Lead is inert - we are talking about lead shot and the action of exposure of the pure metal through the action of powerful muscles (the gizzard) which allegedly releases forms of lead which poison the host. So sitting on lead isnt a problem the Romans did it for years and drank the water. There is, in my view very limited evidence if any for poisoning and what we are theoretically talking about - lead shot.
 
Would you both really be happy to live in a property with heavy metal contamination on the ground? What if you wanted to sell it at some stage? I'm guessing it could prove difficult just like some people that have known Radon problems or other issues such as flooding.
Lead isn't radioactive. Radon is.

'Heavy-metal contamination' is also an interesting and value-laden description. Does the lead on my roof mean that my house suffers from 'heavy-metal contamination'? Or has it just got some lead on the roof?
 
Lead isn't radioactive. Radon is.

'Heavy-metal contamination' is also an interesting and value-laden description. Does the lead on my roof mean that my house suffers from 'heavy-metal contamination'? Or has it just got some lead on the roof?
The Radon was just an example. I don't think I would buy a house with lead shot lying around the garden regardless of whether or not it is safe, the next buyer may not be willing to buy it because of that and I don't have the kind of money where I would be prepared to drop the price to a point where greed would overcome their fear.
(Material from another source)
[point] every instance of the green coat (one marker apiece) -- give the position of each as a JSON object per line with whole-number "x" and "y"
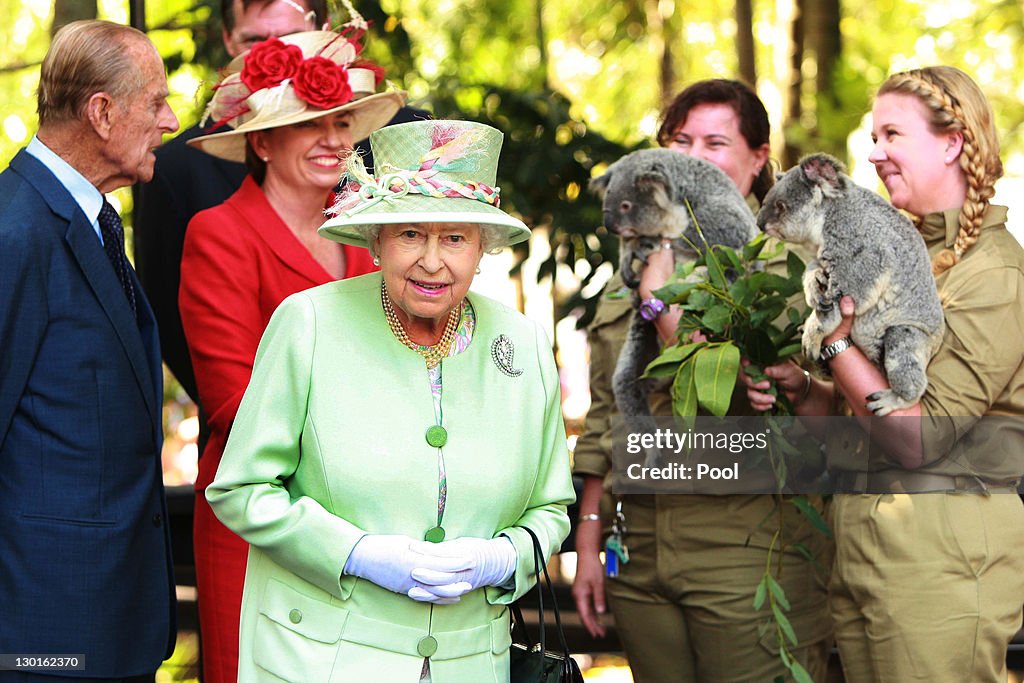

It would be no different if I was buying a house in a potential flood area or as I say a house affected by radon where a simple ventialtion kit could cure the problem.

Not trying to be controversial but just thinking I wouldn't want to jeopardise the biggest investment in my life
 
The Radon was just an example. I don't think I would buy a house with lead shot lying around the garden regardless of whether or not it is safe, the next buyer may not be willing to buy it because of that and I don't have the kind of money where I would be prepared to drop the price to a point where greed would overcome their fear. It would be no different if I was buying a house in a potential flood area or as I say a house affected by radon where a simple ventialtion kit could cure the problem.

Not trying to be controversial but just thinking I wouldn't want to jeopardise the biggest investment in my life
How would that lead shot cause harm to you?
 
Seeing all these comments makes you wonder if lead was that bad for humans and wildlife we surely should have all died out years ago.
 
I'm not actually saying that it would be. But there is a perception and the next buyer may not think the same as you and so it may be difficult to sell on.
Unable to make a medical or health case against clay-shooting with lead shot, we are now resorting to the economic impact on future, imagined, housing developments? Is that really a rational way to inform our society's decisions on how to balance relative harms?
 
Unable to make a medical or health case against clay-shooting with lead shot, we are now resorting to the economic impact on future, imagined, housing developments? Is that really a rational way to inform our society's decisions on how to balance relative harms?
@CarlW I'm not getting into an argument over this with you. I am just saying that from my point of view I wouldn't buy a house with lots of lead shot in the ground as I wouldn't want to take the risk of it loosing value in the future because of a perception from potential buyers that its harmful. Not talking about imagined housing developments or future economic impact other than mine personally and I wouldn't take the risk.
 
@CarlW I'm not getting into an argument over this with you. I am just saying that from my point of view I wouldn't buy a house with lots of lead shot in the ground as I wouldn't want to take the risk of it loosing value in the future because of a perception from potential buyers that its harmful. Not talking about imagined housing developments or future economic impact other than mine personally and I wouldn't take the risk.
That isn't an effective argument against the use of lead in clay-shooting, which was the sub-discussion, raised by @urban, upon which you intervened.

Incidentally, is it correct that Tungsten shot was outlawed in Denmark (in addition to lead)? Someone mentioned it to me recently, and it was the first I knew of it.